New grant to OMRF could change Parkinson’s research

By Staff Reports

By the time Parkinson’s is diagnosed, the disease typically has already destroyed at least half of the affected brain cells. An Oklahoma Medical Research Foundation scientist hopes to dramatically reduce that number through studies funded by a new $3 million grant.

The National Institutes of Health awarded the five-year grant to Mike Beckstead, Ph.D., to develop a way to study the disease in mice that more closely resembles Parkinson’s in humans.

Beckstead said the new model could transform Parkinson’s research, eventually leading to earlier and much more effective treatments.

In Parkinson’s, nerve cells produce less dopamine, resulting in a loss of muscle control, balance and movement. It is second only behind Alzheimer’s as the most common neurodegenerative disease, affecting an estimated 1 million people in the U.S. and 10 million worldwide, according to the Parkinson’s Foundation.
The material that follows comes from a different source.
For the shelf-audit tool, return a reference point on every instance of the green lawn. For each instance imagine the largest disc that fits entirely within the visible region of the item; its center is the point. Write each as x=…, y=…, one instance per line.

A drug known as L-DOPA, first introduced more than 50 years ago, remains the most effective treatment, but it has significant shortcomings.

“L-DOPA treats the symptoms but not the underlying cause of Parkinson’s,” Beckstead said. “The drug loses effectiveness over time, and in fact some studies have suggested that L-DOPA can actually worsen the disease.”

Beckstead’s lab studies specific neurons in the brain that produce dopamine, a chemical responsible for body movement and signaling rewards. Disruption of dopamine can produce wide-ranging consequences, from depression and addiction to Parkinson’s.

In Parkinson’s, dopamine neuron death results in symptoms that include tremors and stiffness. The root cause of this cell death, Beckstead theorizes, is a pigmentation that protects these neurons early in life but later damages them as we age.

In normal human brains, the blackish color is clearly visible when scientists study the part of the brain that includes dopamine neurons. In brains with Parkinson’s, that pigmentation is no longer evident, which signifies that most of the dopamine neurons have died, Beckstead said.

“This pigment doesn’t build up in rodent brains, and that presents a major limitation for most previous Parkinson’s studies,” said Beckstead, who holds the Hille Family Foundation Chair in Neurodegenerative Disease Research at OMRF. “Mice and rats are the traditional research models for human brain diseases, so the absence of that pigmentation has stunted our ability to understand how it may lead to Parkinson’s.”

The new research model has been genetically engineered to feature the pigmentation, Beckstead said.

His project also will involve OMRF scientist Bill Freeman, Ph.D., whose lab studies changes in how genes in the brain function as we age.

“This new mouse model will help us understand how Parkinson’s progresses in humans in a way that’s never been possible previously,” Freeman said. “That’s the key, because, ultimately, we hope future treatment consists of identifying people much earlier in the disease than we currently do and slowing the impact on someone’s independence and quality of life.”

Beckstead’s five-year grant, No. R01NS135830, was awarded by the National Institute of Neurological Disorders and Stroke, part of the NIH. He received earlier funding from the Oklahoma City-based Presbyterian Health Foundation for studies that led to the NIH grant.